Atlanta—Aug. 14, 2013—When Dachser, the German multinational corporation and international logistics operator, announced the opening of its newest office in Brazil at Rio de Janeiro in June, the company did so with great optimism about the future of this market.
The Brazilian market is experiencing a time of significant visibility, which has been enhanced by the upcoming world sporting events to be held in the country—the 2014 FIFA World Cup and the 2016 Olympics. Collectively, the events have begun to lead to both investments, which may come to reach 30 billion dollars and business opportunities in different fields.
The state of Rio de Janeiro, where the new Dachser branch is situated, has received investments that will reach $102 billion dollars by the end of 2013.While a significant part of these resources will be applied to the petroleum and natural gas sector, the state's economy has been diversifying, with growth in the pharmaceutical industry in the state capital, and in the automobile industry in the southern region of the state. And they all need world-class logistics.
Dachser selected the city not only for its economic potential, but also its strategic location to the Ports of Itaguaí and Rio de Janeiro, points of entry and exit for imported and exported products for the third largest state in Brazil in terms of GDP, Minas Gerais. Rio de Janeiro is also home to Galeão International Airport, the fourth largest logistics terminal in the country in terms of volume of air cargo
"We will begin our activities here with a knowledgeable team focused on customs clearance, which requires cooperation with the Brazilian Health Surveillance Agency (ANVISA). The pharmaceutical and hospital sectors have been the first to benefit from this new branch - their contracts were signed right when our activities began," says Leonardo Gazen, the branch manager for the new Rio de Janeiro office.
The team will be made up of trained professionals that will work with international shipping, imports, and exports, as well as with customs clearance. This facility is the latest in Dachser's 12 such offices in Brazil-with more to come.
The State of Rio de Janeiro possesses 85 percent of Brazil's petroleum reserves and represents more than 80 percent of production and exploration activities involving petroleum and natural gas. These activities come largely from exploration, production, and refinery companies. The state is also home to a huge Petrobras investment of resources in a single venture. This project will transform the state into the largest petrochemical hub in Brazil, revolutionizing the region and generating revenue and thousands of jobs. In just a few years, the state will be the country's largest steel hub, with most activities coming from the ThyssenKrupp Steel Company (CSA) and the construction of two new steel mills, Gazen said.
With the arrival of major car companies and investments of up to R$10 billion, the state of Rio de Janeiro is on its way to becoming the second largest automobile center in Brazil. Rio de Janeiro's maritime industry is also being renewed: 13 of 26 oilrigs ordered by Petrobras will be constructed in the state (resulting in 10 billion dollars in orders). Two shipyards have been remodeled, and a third shipyard is being built for the petroleum sector. A shipyard for the Brazilian Navy is also being built in the city of Itaguaí, in partnership with the French government.
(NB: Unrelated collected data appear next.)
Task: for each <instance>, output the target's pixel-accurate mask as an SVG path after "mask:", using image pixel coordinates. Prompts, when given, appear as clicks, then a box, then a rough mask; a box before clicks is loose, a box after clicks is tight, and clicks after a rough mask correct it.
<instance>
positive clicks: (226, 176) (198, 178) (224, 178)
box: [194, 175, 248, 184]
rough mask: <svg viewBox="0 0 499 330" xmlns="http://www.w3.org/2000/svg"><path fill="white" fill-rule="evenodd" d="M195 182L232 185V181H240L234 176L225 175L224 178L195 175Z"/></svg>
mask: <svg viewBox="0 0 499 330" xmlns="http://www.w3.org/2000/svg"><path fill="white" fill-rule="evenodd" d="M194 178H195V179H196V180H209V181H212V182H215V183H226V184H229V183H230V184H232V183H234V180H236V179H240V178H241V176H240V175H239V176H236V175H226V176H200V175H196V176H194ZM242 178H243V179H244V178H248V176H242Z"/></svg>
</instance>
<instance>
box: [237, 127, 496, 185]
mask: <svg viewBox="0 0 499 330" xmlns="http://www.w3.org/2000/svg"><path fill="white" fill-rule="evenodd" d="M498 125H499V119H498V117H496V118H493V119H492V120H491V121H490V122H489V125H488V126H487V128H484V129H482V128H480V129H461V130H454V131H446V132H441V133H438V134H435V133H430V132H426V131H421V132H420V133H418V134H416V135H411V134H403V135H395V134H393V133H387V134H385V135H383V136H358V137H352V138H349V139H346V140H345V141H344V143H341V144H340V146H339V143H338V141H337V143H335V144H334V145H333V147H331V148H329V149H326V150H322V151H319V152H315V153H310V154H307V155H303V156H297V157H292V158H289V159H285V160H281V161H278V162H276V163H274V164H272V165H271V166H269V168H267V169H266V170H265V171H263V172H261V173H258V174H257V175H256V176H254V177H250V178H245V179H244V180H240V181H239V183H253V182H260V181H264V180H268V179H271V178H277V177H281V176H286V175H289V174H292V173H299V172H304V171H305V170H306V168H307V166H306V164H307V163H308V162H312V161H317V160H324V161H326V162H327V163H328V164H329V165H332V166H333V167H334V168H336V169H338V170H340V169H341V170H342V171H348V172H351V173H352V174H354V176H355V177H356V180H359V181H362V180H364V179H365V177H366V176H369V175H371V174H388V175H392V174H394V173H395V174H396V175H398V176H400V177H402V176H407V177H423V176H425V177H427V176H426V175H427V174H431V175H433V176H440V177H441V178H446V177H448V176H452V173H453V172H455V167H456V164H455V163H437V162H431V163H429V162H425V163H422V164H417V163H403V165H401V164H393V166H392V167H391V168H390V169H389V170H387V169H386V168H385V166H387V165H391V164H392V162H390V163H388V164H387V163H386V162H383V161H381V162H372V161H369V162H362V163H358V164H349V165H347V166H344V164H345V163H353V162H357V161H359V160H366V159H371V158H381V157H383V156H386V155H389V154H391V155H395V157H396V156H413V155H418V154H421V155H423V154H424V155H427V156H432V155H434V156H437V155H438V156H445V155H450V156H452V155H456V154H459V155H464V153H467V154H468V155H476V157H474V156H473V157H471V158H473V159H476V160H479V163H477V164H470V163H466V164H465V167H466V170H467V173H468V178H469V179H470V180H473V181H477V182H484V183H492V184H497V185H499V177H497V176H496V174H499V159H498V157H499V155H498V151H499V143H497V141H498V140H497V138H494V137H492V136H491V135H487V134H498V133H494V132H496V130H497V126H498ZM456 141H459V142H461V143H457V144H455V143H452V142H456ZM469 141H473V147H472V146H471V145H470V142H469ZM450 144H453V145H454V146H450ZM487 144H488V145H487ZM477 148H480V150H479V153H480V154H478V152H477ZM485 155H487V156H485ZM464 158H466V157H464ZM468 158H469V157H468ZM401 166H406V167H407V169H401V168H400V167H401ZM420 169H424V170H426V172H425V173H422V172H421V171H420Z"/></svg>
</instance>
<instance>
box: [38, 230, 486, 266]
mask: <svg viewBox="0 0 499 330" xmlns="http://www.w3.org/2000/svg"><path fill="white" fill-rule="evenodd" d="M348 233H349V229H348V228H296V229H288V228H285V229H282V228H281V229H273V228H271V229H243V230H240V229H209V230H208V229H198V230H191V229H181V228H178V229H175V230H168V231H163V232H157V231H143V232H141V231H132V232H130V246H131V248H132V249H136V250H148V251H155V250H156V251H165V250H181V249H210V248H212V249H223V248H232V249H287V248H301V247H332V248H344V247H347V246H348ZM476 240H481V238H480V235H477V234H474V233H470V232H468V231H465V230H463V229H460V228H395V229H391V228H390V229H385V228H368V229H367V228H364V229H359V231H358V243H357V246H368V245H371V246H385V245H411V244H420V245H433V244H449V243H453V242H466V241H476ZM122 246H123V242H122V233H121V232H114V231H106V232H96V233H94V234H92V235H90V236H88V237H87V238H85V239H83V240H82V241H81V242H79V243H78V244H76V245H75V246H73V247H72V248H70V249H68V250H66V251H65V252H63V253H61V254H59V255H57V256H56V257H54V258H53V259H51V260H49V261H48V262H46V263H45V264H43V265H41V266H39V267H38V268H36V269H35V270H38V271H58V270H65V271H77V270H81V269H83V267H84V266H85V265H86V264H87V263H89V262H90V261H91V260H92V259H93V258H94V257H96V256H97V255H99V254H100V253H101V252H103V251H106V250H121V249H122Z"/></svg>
Rio de Janeiro is also going to operate a new port in Itaguaí. The state is also in the process of building the Port of Açu, which will generate close to 150,000 jobs and completely transform the northern region of the state.
Public investment in the city of Rio de Janeiro has totaled R$15 billion, and has included funds for the Porto Maravilha city revitalization project, a subway line to reach the western part of the city, rapid transit bus lines, the Arco Metropolitano highway and 30 trains for the Supervia train system.
In view of the 2014 World Cup and the 2016 Olympics, many issues have been discussed regarding the best way to handle demand, including that created by tourists, professionals, journalists and athletes. It is estimated that eight million foreigners will visit Brazil by 2014, and that that number will reach 10 million by 2016, according to the 2011-2014 Tourism Reference Report developed by the Brazilian Ministry of Tourism (in partnership with the Getúlio Vargas Foundation).
Little has been done, however, or even considered regarding the increased cargo the country will receive and how these activities will be executed. Raw materials, equipment, machines, hotels, and a variety of products, energy sources and food products will be necessary for the events. It is inevitable that Brazil will see a large influx of containers and, that, in the air transport sector, Infaero (the country's federal airport corporation) will need to meet all of this demand in the cargo terminals in the months surrounding the World Cup and the Olympics. However, a "logistical blackout" or overload could risk the timetables and plans for construction projects, supplies, safety, and healthcare and the like. In addition, the lack of logistical planning by the companies involved may compromise the unprecedented business opportunities that the World Cup and the Olympics will bring to Brazilian markets and institutions.